咲に渡せば、封筒の中身を自分が確認できなくなる。それを避けたかったのか。
あるいは、この封筒を縁に見せることが——最初から目的だったのか。昨夜の守の部屋。消えていた明かり。乱れた引き出し。
封筒の口が、開いている。端が少し折れている——新しい折れ方ではなかった。一度開けて、また閉じた跡だった。
中身を出す。コピーが数枚。古い神社の記録、地形図のようなもの。縁は一枚ずつ確認した。最後の一枚。

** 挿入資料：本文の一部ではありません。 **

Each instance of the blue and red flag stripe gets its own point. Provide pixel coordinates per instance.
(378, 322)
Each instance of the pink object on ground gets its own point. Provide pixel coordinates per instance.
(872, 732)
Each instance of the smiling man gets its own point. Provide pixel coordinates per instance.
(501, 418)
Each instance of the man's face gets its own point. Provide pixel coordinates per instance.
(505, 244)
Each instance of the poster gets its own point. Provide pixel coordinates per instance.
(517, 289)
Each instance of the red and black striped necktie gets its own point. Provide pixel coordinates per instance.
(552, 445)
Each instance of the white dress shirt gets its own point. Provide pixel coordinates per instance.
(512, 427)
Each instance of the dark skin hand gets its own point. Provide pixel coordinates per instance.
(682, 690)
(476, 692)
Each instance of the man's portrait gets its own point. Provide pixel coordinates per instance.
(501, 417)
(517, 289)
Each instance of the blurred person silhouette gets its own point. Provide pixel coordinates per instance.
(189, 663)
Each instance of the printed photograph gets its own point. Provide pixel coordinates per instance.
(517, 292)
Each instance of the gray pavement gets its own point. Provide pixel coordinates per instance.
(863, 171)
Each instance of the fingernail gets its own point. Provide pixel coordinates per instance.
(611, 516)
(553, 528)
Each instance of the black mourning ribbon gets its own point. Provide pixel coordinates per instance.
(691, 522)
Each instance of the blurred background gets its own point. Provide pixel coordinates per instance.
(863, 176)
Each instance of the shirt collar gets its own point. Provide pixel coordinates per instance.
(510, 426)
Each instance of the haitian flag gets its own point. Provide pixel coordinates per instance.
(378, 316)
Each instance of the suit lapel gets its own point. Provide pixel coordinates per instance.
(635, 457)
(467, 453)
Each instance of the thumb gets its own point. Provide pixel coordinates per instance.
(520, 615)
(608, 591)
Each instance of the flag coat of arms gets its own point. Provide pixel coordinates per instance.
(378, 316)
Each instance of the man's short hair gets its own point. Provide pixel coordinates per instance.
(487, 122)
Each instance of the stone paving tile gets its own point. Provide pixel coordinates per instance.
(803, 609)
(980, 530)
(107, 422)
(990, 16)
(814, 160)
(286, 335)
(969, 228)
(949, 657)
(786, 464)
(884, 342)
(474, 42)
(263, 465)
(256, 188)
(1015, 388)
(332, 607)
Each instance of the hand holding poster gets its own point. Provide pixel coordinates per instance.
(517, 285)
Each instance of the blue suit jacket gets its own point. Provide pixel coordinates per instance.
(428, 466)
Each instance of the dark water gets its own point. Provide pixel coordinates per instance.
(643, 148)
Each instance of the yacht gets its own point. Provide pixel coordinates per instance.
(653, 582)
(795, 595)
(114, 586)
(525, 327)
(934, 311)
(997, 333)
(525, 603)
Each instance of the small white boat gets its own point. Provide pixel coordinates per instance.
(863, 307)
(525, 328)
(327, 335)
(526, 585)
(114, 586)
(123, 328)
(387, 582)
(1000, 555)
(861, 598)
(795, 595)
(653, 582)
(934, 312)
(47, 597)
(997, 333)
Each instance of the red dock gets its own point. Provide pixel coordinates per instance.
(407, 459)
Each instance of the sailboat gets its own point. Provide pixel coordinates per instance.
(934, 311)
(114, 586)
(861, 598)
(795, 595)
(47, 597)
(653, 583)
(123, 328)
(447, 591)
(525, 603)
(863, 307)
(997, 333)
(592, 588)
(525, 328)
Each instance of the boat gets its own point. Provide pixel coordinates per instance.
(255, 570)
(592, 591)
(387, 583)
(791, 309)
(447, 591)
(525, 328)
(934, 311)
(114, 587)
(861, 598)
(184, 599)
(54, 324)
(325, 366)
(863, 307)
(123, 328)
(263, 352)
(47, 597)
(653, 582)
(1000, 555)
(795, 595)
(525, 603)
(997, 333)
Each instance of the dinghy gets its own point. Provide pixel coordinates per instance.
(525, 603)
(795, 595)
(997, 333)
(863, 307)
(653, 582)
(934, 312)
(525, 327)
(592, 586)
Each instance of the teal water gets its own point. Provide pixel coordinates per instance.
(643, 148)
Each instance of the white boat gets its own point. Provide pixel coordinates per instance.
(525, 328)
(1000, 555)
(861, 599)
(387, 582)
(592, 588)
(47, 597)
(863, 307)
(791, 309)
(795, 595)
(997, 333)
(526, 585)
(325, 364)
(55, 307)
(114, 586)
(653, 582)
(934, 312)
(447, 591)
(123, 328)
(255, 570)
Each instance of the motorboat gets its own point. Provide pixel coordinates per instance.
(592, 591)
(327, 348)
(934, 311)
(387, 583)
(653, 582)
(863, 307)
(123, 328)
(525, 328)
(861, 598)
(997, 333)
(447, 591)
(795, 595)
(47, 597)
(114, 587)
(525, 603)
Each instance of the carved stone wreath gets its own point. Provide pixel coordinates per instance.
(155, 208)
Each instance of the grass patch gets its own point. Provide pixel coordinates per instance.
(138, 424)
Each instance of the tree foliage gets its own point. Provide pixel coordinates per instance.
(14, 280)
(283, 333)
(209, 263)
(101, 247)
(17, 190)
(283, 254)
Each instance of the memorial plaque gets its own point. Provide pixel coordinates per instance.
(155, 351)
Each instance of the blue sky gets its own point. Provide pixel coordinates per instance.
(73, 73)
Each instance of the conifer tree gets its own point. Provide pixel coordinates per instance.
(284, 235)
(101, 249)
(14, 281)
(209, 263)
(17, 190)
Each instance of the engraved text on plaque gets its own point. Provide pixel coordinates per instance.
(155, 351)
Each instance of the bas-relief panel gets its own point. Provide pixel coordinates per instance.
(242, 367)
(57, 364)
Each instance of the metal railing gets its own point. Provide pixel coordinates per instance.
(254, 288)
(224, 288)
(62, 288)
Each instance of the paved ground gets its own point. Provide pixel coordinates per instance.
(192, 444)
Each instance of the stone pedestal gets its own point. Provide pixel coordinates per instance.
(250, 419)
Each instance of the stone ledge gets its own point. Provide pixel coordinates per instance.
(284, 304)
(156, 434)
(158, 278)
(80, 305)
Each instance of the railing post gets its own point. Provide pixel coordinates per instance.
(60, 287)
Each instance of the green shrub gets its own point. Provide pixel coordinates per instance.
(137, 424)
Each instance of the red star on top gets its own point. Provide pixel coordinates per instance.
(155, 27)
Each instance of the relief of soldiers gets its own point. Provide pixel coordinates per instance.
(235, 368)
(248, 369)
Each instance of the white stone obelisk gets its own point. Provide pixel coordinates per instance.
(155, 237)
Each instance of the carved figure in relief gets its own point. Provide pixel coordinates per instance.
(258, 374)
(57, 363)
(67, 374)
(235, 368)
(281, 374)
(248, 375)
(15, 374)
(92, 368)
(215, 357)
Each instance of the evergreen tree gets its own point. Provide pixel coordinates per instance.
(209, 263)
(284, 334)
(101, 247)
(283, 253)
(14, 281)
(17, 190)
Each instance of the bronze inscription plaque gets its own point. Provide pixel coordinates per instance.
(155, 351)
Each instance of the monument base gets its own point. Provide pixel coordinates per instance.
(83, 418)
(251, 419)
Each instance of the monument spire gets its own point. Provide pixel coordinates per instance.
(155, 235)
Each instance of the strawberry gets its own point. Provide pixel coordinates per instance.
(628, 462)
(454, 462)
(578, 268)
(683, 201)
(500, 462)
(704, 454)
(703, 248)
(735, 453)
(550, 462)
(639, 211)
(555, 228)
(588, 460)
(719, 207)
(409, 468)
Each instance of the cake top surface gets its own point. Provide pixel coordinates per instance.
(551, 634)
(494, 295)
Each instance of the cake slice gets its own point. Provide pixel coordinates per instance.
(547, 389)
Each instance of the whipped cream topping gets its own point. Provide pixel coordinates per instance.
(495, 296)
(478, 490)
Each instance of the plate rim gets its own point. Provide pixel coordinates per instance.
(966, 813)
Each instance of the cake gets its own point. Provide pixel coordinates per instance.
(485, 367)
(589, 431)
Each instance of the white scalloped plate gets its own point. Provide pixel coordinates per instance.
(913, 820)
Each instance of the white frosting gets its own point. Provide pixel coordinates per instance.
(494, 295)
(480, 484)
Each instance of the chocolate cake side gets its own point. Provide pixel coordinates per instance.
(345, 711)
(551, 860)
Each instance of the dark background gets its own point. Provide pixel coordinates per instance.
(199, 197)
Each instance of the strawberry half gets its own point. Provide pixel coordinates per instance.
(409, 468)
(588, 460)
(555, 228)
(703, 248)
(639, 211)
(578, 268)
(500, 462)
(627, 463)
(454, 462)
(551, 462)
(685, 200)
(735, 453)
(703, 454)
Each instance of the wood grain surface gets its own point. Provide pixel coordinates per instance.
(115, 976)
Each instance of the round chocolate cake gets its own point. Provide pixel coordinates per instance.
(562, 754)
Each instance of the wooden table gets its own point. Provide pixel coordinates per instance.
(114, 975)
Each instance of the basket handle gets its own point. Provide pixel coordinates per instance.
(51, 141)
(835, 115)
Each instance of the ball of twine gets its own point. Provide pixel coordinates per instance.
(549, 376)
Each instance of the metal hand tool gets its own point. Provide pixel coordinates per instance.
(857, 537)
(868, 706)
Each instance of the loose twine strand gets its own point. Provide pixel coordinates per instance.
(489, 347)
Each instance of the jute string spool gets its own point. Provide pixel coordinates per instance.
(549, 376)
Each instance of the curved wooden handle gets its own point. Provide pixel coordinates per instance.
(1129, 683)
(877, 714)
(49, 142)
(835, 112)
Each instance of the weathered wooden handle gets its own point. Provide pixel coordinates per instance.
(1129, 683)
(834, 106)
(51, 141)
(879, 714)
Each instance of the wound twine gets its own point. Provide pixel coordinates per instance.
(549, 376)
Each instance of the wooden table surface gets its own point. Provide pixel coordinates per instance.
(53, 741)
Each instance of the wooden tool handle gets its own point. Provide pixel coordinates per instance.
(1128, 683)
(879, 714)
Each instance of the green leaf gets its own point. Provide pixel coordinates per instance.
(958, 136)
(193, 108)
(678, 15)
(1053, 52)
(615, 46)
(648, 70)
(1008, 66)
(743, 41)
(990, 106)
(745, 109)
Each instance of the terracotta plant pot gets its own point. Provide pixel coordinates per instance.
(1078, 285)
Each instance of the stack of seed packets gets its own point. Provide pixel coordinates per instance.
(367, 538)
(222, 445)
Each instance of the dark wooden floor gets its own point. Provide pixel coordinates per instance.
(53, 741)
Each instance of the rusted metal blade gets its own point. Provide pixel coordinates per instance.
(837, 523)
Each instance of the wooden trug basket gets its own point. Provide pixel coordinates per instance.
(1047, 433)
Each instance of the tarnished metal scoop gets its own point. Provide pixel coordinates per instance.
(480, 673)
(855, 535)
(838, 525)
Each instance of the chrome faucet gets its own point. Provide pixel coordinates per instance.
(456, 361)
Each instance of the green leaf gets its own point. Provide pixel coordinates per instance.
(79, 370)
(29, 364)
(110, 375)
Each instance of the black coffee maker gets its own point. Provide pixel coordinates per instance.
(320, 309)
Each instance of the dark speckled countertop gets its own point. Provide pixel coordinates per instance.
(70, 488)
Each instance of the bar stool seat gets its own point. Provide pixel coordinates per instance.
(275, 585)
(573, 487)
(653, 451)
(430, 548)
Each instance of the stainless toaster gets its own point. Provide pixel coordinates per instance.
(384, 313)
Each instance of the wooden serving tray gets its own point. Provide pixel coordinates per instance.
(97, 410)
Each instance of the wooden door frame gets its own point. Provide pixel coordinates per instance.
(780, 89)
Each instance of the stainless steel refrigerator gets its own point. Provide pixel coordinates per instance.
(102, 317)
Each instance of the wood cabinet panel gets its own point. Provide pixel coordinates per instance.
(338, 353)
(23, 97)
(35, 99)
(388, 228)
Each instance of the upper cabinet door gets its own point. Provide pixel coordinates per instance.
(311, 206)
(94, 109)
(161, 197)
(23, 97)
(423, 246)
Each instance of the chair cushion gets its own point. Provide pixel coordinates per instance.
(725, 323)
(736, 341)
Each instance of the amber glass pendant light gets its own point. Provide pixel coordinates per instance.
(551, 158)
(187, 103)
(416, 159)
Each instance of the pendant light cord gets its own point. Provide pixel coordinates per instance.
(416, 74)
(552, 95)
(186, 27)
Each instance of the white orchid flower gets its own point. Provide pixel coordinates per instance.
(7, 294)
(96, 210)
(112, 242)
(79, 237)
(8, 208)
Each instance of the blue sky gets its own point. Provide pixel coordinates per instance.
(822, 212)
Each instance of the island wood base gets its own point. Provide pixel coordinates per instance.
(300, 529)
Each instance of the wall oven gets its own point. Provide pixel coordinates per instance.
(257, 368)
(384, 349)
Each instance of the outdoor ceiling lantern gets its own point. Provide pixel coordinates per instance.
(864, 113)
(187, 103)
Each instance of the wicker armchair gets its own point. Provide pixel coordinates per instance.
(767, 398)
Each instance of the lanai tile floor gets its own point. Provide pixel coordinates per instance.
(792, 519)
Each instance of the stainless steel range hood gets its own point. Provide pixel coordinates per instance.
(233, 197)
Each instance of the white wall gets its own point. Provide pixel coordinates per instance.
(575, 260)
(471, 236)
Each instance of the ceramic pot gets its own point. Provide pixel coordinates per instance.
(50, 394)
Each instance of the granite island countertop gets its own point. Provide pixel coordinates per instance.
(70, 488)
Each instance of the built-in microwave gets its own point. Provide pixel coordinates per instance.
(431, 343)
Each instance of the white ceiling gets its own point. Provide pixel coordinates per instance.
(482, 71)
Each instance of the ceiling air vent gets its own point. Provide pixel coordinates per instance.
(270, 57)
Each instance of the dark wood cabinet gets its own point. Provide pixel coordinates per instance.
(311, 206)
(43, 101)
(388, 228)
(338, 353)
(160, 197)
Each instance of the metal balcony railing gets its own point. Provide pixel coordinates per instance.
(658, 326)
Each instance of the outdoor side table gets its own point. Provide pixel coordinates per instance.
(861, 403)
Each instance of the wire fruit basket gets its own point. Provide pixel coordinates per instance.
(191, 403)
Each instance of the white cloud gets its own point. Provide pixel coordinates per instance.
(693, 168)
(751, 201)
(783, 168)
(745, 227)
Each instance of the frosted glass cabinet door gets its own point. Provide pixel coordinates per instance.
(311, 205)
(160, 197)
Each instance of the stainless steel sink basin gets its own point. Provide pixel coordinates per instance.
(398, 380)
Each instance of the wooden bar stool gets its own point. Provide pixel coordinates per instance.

手書きの書き込みがある。守のものではない、別の筆跡で書かれた名前だった。
「桐谷隆・民俗学研究者——比奈木の件、要調査」
縁はその名前を見た。
見知らぬ名前だった。しかし守がこの名前を知っていて、高原はこの封筒を「返しに来た」。
——高原は、この書き込みを見ていないのか。
縁はそこで立ち止まった。
封筒の口は開いていた。一度開けた跡がある。守の日記は持ち去った。なのに、この「桐谷」の名前が書かれた資料は残した。
見落としか。それとも——意図的か。
もし高原が桐谷という人物を知っていて、縁もその名前を知っているかどうか試したいなら、この封筒を渡すことは合理的な行動になる。縁の反応を見る。名前に動揺するか、素通りするか。
(高原は私を調べているのかもしれない)
縁は封筒を閉じ、自分の荷物の奥に入れた。高原にはまだ、この封筒を受け取った直後の自分の顔を見せていない。次に会うとき、何も知らない顔をするか、知っている顔をするか——どちらが正解かは、まだわからなかった。